The program will receive about $120 million from state and federal budgets each year for the next three years.
Coleen Clementson, principal planner with San Diego Association of Governments, said SANDAG plans to submit applications for two bikeway projects and two walking trail projects.
The Interstate 15 Commuter Bikeway is a $9.3 million project that would put in place bike lanes, signs and associated construction work between Adams Avenue to Camino Del Rio South in Mission Valley.
Construction on the project could begin as soon as mid-2015. Caltrans is coordinating the project with the city of San Diego and SANDAG.
The Bayshore Bikeway would connect Southeastern San Diego, Barrio Logan, the San Diego Bay and downtown San Diego for everyday, nonmotorized travel.
The $13.6 million project would also include construction of bike facilities along a 1.78 mile stretch.
The Coastal Rail Trail San Diego at Rose Creek is a $17.2 million project, and the Coastal Rail Trail Encinitas is a $5.1 million project that will go from Chesterfield to G Street.
“All areas of the county could benefit from new bike and walkways, especially areas that lead into schools,” Clementson said.
SANDAG is planning to take to take these four projects to the board of directors on April 25 and then submit the applications to Caltrans.

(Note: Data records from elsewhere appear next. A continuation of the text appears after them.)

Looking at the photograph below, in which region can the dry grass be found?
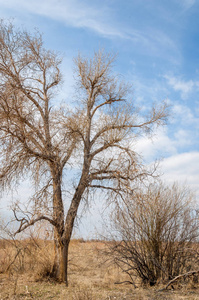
[0,240,199,300]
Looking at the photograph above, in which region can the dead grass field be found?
[0,240,199,300]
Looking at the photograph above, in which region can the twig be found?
[158,270,199,292]
[114,280,137,289]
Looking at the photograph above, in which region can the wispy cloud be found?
[164,75,199,99]
[161,151,199,195]
[0,0,177,59]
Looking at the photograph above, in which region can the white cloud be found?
[164,75,199,99]
[178,0,196,10]
[0,0,180,59]
[161,151,199,195]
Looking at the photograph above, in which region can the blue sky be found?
[0,0,199,238]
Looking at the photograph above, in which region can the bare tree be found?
[108,183,199,285]
[0,22,167,284]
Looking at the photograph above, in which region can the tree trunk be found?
[51,166,65,282]
[52,228,70,286]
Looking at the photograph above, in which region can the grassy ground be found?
[0,240,199,300]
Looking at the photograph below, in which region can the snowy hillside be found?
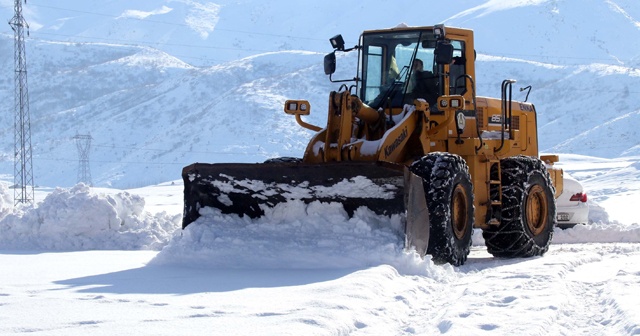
[0,0,640,188]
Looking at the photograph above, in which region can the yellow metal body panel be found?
[290,27,562,227]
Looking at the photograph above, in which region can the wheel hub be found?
[525,184,549,236]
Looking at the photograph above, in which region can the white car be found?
[556,173,589,229]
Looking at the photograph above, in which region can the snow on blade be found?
[151,201,451,275]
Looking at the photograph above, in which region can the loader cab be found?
[357,26,469,109]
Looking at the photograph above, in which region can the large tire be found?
[409,152,475,266]
[482,156,556,258]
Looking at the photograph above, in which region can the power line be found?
[25,2,327,42]
[9,0,34,205]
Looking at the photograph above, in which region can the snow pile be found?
[0,184,180,251]
[552,223,640,244]
[151,201,452,277]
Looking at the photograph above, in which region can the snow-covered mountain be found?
[0,0,640,188]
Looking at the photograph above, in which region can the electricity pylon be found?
[9,0,34,205]
[73,134,92,186]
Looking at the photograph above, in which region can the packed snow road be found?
[0,243,640,335]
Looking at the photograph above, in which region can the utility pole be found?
[9,0,34,205]
[73,133,93,186]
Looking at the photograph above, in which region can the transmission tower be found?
[73,134,93,186]
[9,0,33,205]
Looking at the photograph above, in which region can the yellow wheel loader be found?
[182,25,562,265]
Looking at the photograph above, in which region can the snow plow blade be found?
[182,162,404,228]
[182,162,429,255]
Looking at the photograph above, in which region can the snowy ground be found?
[0,156,640,335]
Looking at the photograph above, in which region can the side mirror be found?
[324,52,336,75]
[284,100,311,115]
[434,41,453,64]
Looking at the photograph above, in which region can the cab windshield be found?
[358,30,441,109]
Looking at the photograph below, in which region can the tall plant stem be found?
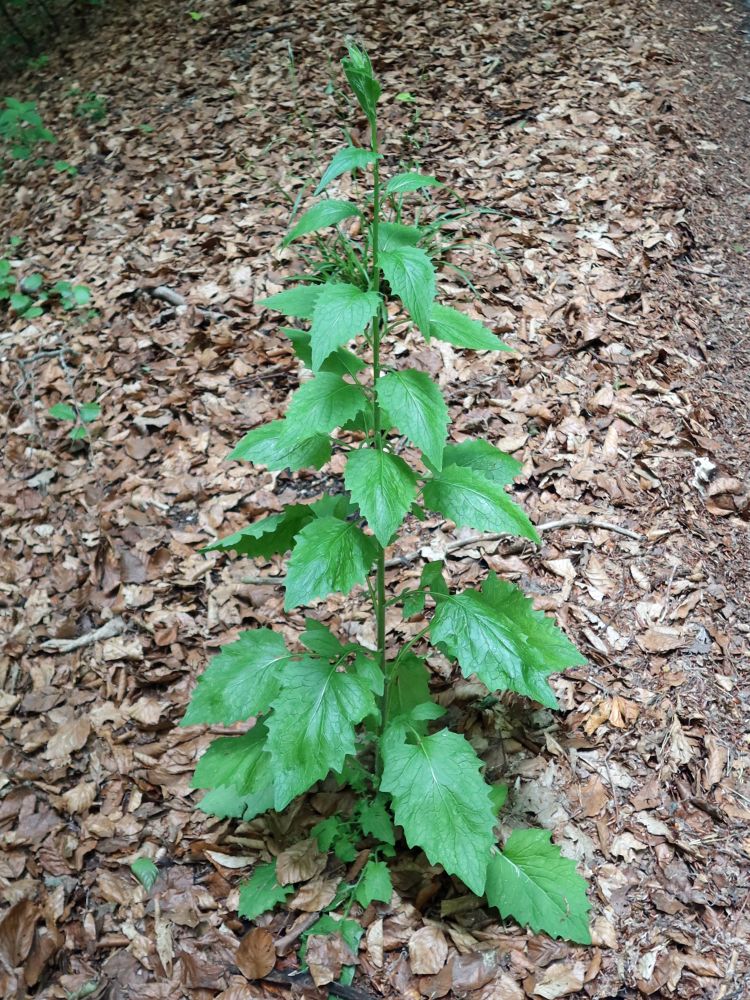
[370,122,387,752]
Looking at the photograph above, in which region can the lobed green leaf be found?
[378,246,435,334]
[284,517,377,611]
[380,720,495,896]
[314,146,378,195]
[375,370,448,469]
[180,628,291,726]
[430,576,586,708]
[310,282,381,371]
[443,439,523,486]
[268,656,376,810]
[486,830,591,944]
[286,372,367,436]
[423,465,540,542]
[201,504,315,559]
[227,420,331,471]
[344,448,417,546]
[258,285,323,319]
[282,198,362,246]
[426,302,513,351]
[385,173,445,194]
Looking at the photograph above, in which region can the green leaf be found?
[490,781,508,814]
[284,517,377,611]
[314,146,378,195]
[443,439,523,486]
[354,861,393,909]
[388,653,430,719]
[428,302,513,351]
[430,577,586,708]
[130,858,159,892]
[423,465,540,542]
[268,656,375,810]
[380,721,495,896]
[200,504,315,559]
[180,628,291,726]
[378,222,427,253]
[47,403,78,423]
[385,172,445,194]
[355,792,396,846]
[197,785,273,822]
[375,370,448,469]
[344,448,417,546]
[258,285,323,319]
[301,618,358,660]
[23,272,44,292]
[378,246,435,334]
[192,722,274,821]
[281,327,367,376]
[78,403,102,424]
[237,861,294,920]
[286,372,367,435]
[227,420,331,471]
[282,198,362,246]
[310,282,381,371]
[10,292,33,313]
[341,45,380,126]
[486,830,591,944]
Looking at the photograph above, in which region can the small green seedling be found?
[47,401,102,441]
[130,858,159,892]
[182,45,590,957]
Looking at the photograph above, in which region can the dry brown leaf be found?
[531,962,586,1000]
[235,927,274,982]
[0,899,40,969]
[409,927,448,976]
[289,878,341,913]
[305,934,359,986]
[276,837,327,885]
[44,715,91,761]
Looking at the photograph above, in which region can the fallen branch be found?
[242,517,645,587]
[145,285,229,319]
[41,616,125,653]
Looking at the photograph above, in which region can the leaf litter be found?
[0,0,750,1000]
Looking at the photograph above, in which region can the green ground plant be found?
[182,45,590,957]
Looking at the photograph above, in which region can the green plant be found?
[47,400,102,441]
[182,46,590,942]
[71,87,107,122]
[0,97,55,174]
[0,257,96,319]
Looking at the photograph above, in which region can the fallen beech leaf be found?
[638,625,685,653]
[276,838,327,885]
[0,899,40,970]
[289,878,341,913]
[409,927,448,976]
[305,934,359,986]
[236,927,274,982]
[44,715,91,761]
[532,962,586,1000]
[450,949,500,993]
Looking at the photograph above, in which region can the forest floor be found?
[0,0,750,1000]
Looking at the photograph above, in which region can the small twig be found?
[41,616,125,653]
[607,311,641,326]
[242,517,645,586]
[145,285,229,319]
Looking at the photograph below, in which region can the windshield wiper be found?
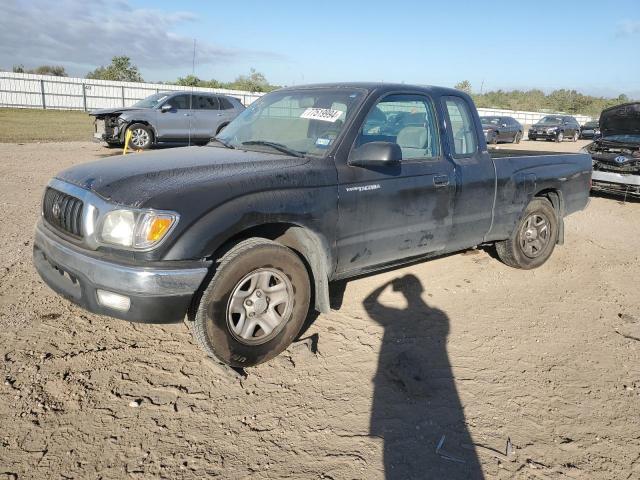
[209,137,236,149]
[242,140,304,157]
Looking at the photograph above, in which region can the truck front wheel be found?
[496,198,558,270]
[189,238,310,367]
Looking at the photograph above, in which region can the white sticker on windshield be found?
[300,108,342,123]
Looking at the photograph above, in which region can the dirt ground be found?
[0,141,640,480]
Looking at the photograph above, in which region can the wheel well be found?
[535,188,564,245]
[213,223,331,313]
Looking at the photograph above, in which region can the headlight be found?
[99,210,178,250]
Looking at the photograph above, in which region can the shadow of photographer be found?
[363,275,484,480]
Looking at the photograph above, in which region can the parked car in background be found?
[89,91,245,150]
[33,83,591,367]
[580,120,600,139]
[584,102,640,198]
[529,115,580,142]
[480,116,523,144]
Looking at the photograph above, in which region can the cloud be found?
[0,0,278,74]
[616,20,640,37]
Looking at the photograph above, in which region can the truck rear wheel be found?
[190,238,310,367]
[496,198,558,270]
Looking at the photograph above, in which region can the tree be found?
[229,68,275,92]
[176,75,203,87]
[86,56,144,82]
[453,80,471,94]
[13,64,67,77]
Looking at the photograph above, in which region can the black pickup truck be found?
[34,83,591,367]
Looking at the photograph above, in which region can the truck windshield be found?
[132,93,169,108]
[480,117,502,125]
[216,88,366,157]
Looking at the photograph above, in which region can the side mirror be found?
[347,142,402,167]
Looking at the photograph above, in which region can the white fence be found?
[0,72,591,125]
[0,72,263,111]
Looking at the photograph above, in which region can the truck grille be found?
[42,187,83,238]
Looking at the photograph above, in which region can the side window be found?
[218,97,233,110]
[167,95,195,110]
[356,95,440,160]
[444,97,478,156]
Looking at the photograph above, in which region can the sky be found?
[0,0,640,99]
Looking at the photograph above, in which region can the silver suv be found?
[89,92,244,150]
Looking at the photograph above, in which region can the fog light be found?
[96,290,131,312]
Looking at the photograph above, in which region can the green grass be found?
[0,108,93,143]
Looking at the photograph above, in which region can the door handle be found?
[433,175,449,187]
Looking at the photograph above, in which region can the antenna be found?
[189,38,196,146]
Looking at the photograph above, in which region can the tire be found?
[513,132,522,143]
[125,123,153,150]
[190,238,311,367]
[496,198,558,270]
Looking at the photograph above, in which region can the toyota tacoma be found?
[33,83,591,367]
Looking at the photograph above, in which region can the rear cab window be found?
[355,94,440,160]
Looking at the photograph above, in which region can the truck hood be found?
[56,146,309,207]
[89,107,151,117]
[531,123,563,130]
[600,102,640,143]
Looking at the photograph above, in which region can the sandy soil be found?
[0,142,640,480]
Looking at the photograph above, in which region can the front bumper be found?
[33,222,208,323]
[591,170,640,196]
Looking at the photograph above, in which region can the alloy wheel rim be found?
[520,213,551,258]
[131,128,149,147]
[227,268,293,345]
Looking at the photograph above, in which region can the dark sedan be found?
[480,117,522,144]
[580,120,600,139]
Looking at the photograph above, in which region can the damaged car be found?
[89,91,245,150]
[584,102,640,198]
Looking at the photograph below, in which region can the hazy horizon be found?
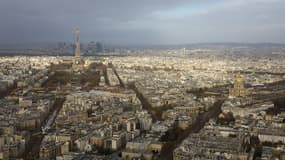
[0,0,285,47]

“We are trying to design facilities that will make people feel safe and create facilities where people can bike to work and school and not just bike for recreational purposes,” Clementson said.
The California Transportation Commission and Caltrans will review the projects based on established guidelines and selection criteria, and the Transportation Commission will allocate funding in August and November to the most worthwhile projects.
Forty percent of the funding will go to metropolitan planning organizations in urban areas.
Small urban and rural regions will receive 10 percent, and the remaining 50 percent of the funds will be awarded to projects statewide.
Last year Gov. Jerry Brown signed Senate Bill and Assembly Bill 101, creating the Active Transportation program, which distributes funding for human-powered transportation projects and programs.
The new program replaces a patchwork of small grant programs with a comprehensive one that is more efficient.
Another benefit is that funds can be directed to multiyear projects to make greater long-term improvements to active transportation.
Caltrans' recently released the California Household Travel Survey found the percentage of California residents walking, biking or using public transportation on a typical day has more than doubled since 2000.
Nearly 23 percent of household trips were taken by walking, biking and public transportation. In 2000, that share was only 11 percent.
Local and regional transportation agencies have until May 21 to submit their project applications to Caltrans.